Three Extinct Mammals Found in Wyoming Were Part of the Post-Dinosaur Revolution

Three Extinct Mammals Found in Wyoming Were Part of the Post-Dinosaur Revolution

Paleontologists have found a bed of ancient mammal bones amid the dry, brush-covered landscape of Southern Wyoming. Three of those fossil finds belong to previously unknown species, and all the animals on the site paint a different picture about mammalian evolution in the wake of the dinosaurs’ demise after the devastating asteroid strike 66 million years ago.

The mammals on the site date back to the early Puercan — basically, the few hundreds of thousands of years that followed the asteroid’s collision with Earth. The three new species are Miniconus jeanninae, Conacodon hettingeri, and Beornus honeyi; all were in part named for the paleontologists who dug them up, though the last was also named after Beorn, a character in The Hobbit that can shape-shift into a bear. B. honeyi is the largest of the three new species, being about the size of a cat. The species were differentiated by their mandibles and teeth.

“Prior studies on North American mammal faunas from the first ~320,000 years following the mass extinction event had found small rat- to mouse-sized mammals that were fairly generalized in molar morphology. This led to the understanding that mammals were still recovering, and not rapidly diversifying, after the mass extinction event,” Madelaine Atteberry, a paleontologist at the University of Colorado, said in an email. Atteberry is the lead author of a new study describing the fossils, published in the Journal of Systematic Paleontology.
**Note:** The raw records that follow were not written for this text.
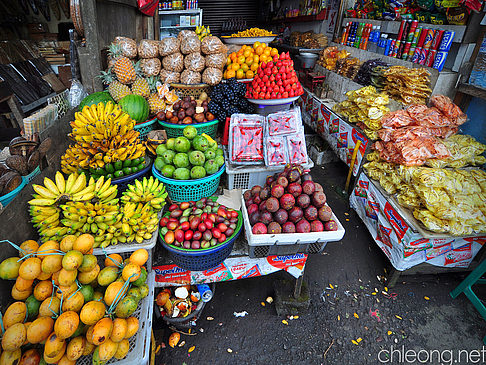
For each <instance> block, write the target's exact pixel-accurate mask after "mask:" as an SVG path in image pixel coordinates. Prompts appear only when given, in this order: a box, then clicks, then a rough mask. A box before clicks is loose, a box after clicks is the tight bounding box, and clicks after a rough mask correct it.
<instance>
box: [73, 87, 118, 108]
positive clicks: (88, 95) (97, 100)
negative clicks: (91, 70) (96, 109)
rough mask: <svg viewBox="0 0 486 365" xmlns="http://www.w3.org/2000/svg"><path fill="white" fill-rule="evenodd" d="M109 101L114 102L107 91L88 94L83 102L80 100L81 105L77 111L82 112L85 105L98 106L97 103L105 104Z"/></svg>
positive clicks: (79, 105)
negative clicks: (83, 107)
mask: <svg viewBox="0 0 486 365" xmlns="http://www.w3.org/2000/svg"><path fill="white" fill-rule="evenodd" d="M109 101H111V102H112V103H114V102H115V100H113V98H112V97H111V95H110V94H109V93H108V91H98V92H96V93H93V94H90V95H88V96H87V97H85V98H84V99H83V100H81V104H79V109H78V110H80V111H81V110H83V107H84V106H85V105H87V106H90V105H93V104H98V103H100V102H101V103H105V104H106V103H107V102H109Z"/></svg>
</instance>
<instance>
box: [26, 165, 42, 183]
mask: <svg viewBox="0 0 486 365" xmlns="http://www.w3.org/2000/svg"><path fill="white" fill-rule="evenodd" d="M39 174H40V166H37V167H36V168H35V170H34V171H32V172H31V173H30V174H28V175H27V176H25V178H26V179H27V182H29V183H31V182H32V180H34V178H35V177H36V176H37V175H39Z"/></svg>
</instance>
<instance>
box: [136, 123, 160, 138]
mask: <svg viewBox="0 0 486 365" xmlns="http://www.w3.org/2000/svg"><path fill="white" fill-rule="evenodd" d="M157 120H158V119H157V118H156V117H154V118H153V119H150V120H148V121H146V122H145V123H142V124H137V125H136V126H135V127H133V129H135V130H136V131H137V132H140V136H139V137H138V138H140V139H141V140H142V141H145V140H146V139H147V135H148V133H149V132H150V131H151V130H153V129H154V123H155V122H156V121H157Z"/></svg>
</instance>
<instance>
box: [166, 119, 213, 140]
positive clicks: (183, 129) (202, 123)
mask: <svg viewBox="0 0 486 365" xmlns="http://www.w3.org/2000/svg"><path fill="white" fill-rule="evenodd" d="M159 124H160V125H161V126H162V127H164V129H165V131H166V132H167V137H168V138H176V137H180V136H182V131H183V130H184V128H186V127H187V126H188V125H192V126H193V127H196V129H197V134H199V135H200V134H203V133H206V134H207V135H208V136H210V137H211V138H213V139H215V138H216V132H217V131H218V120H217V119H215V120H212V121H210V122H206V123H195V124H174V123H167V122H162V121H161V120H159Z"/></svg>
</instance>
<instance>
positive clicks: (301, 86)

“However, the earliest Paleocene fauna in the Great Divide Basin in Wyoming, where our new mammal species are from, is a different story,” Atteberry added.” It has more diversity than what we would predict for this time period, which suggests that we cannot really generalise mammalian recovery after the dinosaur extinction.”

Stress fractures in the Earth near the site in Southern Wyoming. (Photo: Madelaine Atteberry)
Stress fractures in the Earth near the site in Southern Wyoming. (Photo: Madelaine Atteberry)

The fossil site was excavated by Jim Honey, Jeannine Honey, and Malcolm McKenna between 2001 and 2011, after it was mapped by Robert Hettinger of the U.S. Geological Survey, whose name is attached to the recently described Conacodon hettingeri. Now awash in dry sandstone, the region was a floodplain in the days of these ancient mammals and was covered in intertwined streams and rivers.

Over the decade of work on the site, paleontologists found over 420 mammalian fossils. How so many fossils ended up in one place is still uncertain, though one of the team’s theories is that parts of the river would dislodge sediment, trapping animals (alive and dead) that eventually fossilised.

All three of the new discoveries are condylarths, a type of ancient mammal whose descents eventually produced modern ungulates: animals like camels, hippos, horses, and rhinoceroses. Atteberry said in a release that the diversity of these new species showcases how mammals took the dinosaurs’ extinction in stride, capitalising on the larger animals’ absence by developing new food sources and expanding into new environments.

It’s likely that more species from the fossil deposits will be described — paleontologists haven’t yet had the time to sort through the hundreds of bones that collected there. We’re hoping for even bigger ancient mammals, as it seems that our earliest relatives wasted no time in growing larger and bolder once their dinosaur overlords were taken care of.